November 5, 2005
Mideast "Democracy" May Turn Out To Be a Disaster
By Pat
Buchanan
The Third Reich is the best example.
Following
the failed beer hall putsch in November 1923, and his trial and
imprisonment at Landsberg, Hitler took another road to power:
the democracy road. While engaging in street fights with communists,
the Nazis built their numbers and national support politically
until, in 1933, Hitler, now leading the largest party in Germany,
was called to the chancellery by President Hindenburg.
Within weeks
came the Reichstag fire that Hitler seized upon to consolidate
power and imprison his enemies. But, repeatedly in the 1930s --
after both the reoccupation of the Rhineland and the Anschluss
with Austria -- Hitler would hold plebiscites to permit the German
people to show their approval of his regime.
Each time,
Hitler won more than 90 percent of the vote.
Thus, Hitler
came to power through a democratic process and used democratic
forms and procedures to maintain a dictatorship. The point here
is the one made by T.S. Eliot in 1939, the year Hitler ignited
world war. Wrote Eliot:
"As
political philosophy derives its sanction from ethics, and ethics
from the truth of religion, it is only by returning to the eternal
source of truth that we can hope for any social organization
which will not, to its ultimate destruction, ignore some essential
aspect of reality."
Came then
Eliot's jarring conclusion: "The term 'democracy,' as I have
said again and again, does not contain enough positive content
to stand alone against the forces you dislike -- it can easily
be transformed by them. If you will not have God (and He is a
jealous God), you should pay your respects to Hitler and Stalin."
Eliot's
point is this: Without a broad-based belief among a people in
the dignity and worth of each man and woman as a child of God,
thus having inalienable rights no state can violate, you risk
a Hitler coming to power -- should you entrust your nation's fate
to whatever outcome the democratic process produces.
President
Bush and Secretary of State Rice, in their latest rationale for
the Iraq war -- that it is part of a grand design to democratize
the Islamic world -- are taking the exact risk about which Eliot
warned.
Neoconservatives,
in their worship of democracy and utopian belief in its beneficent
powers, refuse to entertain the idea that the very end they seek
may destroy the dream they have. Perhaps they will hearken to
the latest warnings about the potential perils of Islamic democracy
-- to the nation of Israel -- from hard-right Likudnik Dore Gold,
a close adviser to Ariel Sharon.
To encourage
radical Islamist groups like Hamas to participate in the democratic
process, Gold warns, "is a very dangerous option because
radical Islamist groups have shown they can expertly utilize the
language of political pluralism and tolerance without altering
their highly ideological agenda.
"Forcing
Egypt to accept the Muslim Brotherhood or insisting that Israel
accept Hamas as a partner in a future Palestinian government will
likely accelerate a radical Islamist takeover across the Middle
East," Gold warns.
As UPI's
Martin Sieff writes, Gold's speech reveals a break between Israel
and the White House over Hamas' participation in the January Palestinian
elections, should Hamas refuse to give up its weapons and renounce
its goal of erasing Israel from the map.
Gold echoes
arguments others of us have made since Bush declared democratization
of the world, beginning with the Middle East, to be the overarching
goal of U.S. foreign policy.
In the Middle
East today, there are no true Arab democracies. And in authoritarian
regimes that do not tolerate opposition parties, it is usually
the outlawed parties with the greatest discipline and dedication
and disposition to rebel and resist that thrive.
In Lebanon,
under Israeli occupation, this was Hezbollah. In Gaza and on the
West Bank during the second intifada, Hamas showed the greater
spirit to kill and die. In Egypt and Syria, the outlawed Muslim
Brotherhood sustained its unity and discipline best under the
Mubarak and Assad regimes. In Iraq, the Shia fundamentalists of
Ayatollah Sistani used free elections to capture the country.
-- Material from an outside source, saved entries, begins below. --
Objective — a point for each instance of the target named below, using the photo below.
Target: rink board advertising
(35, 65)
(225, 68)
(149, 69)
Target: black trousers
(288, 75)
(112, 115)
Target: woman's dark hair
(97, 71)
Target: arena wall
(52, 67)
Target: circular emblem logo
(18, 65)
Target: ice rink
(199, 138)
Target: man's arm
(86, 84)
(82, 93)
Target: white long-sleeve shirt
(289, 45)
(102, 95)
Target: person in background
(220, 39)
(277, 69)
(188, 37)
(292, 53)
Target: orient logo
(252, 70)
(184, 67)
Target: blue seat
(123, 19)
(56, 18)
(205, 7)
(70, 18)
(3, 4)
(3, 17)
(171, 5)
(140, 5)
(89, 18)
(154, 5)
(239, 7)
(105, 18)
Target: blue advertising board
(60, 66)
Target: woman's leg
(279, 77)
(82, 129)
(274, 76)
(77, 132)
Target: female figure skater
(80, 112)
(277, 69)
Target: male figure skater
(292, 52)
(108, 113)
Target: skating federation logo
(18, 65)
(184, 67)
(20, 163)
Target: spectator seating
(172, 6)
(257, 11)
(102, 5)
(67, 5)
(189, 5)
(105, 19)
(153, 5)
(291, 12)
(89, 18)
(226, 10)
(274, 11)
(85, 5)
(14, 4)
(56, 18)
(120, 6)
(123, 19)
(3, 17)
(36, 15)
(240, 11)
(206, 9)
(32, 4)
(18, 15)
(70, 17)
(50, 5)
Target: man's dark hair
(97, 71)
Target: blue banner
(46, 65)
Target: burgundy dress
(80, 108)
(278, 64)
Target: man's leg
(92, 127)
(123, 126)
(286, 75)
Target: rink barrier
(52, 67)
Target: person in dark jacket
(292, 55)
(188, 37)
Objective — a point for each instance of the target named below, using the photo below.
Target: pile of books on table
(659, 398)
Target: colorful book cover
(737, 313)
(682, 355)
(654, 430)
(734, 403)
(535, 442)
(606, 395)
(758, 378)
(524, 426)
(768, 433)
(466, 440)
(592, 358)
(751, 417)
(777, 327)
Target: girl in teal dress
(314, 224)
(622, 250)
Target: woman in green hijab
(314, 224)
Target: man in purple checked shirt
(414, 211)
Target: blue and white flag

And in Iran, Islamist militants used recent elections to recapture
power.
Moreover,
in all Arab countries, anti-Americanism is rampant and hatred
of Israel universal. And among the Arab masses, the potential
new voters, the belief in Islamic fundamentalism -- in imposing
sharia law, denying other faiths equal rights or any rights, confronting
the Americans and Israelis -- is strongest.
Neoconservatives
burbling about the benefits of democracy in the Middle East remind
one of animal rights activists who demand "Freedom Now!"
for our four-legged friends. Perhaps they should think again,
before throwing open the cages in the lion house.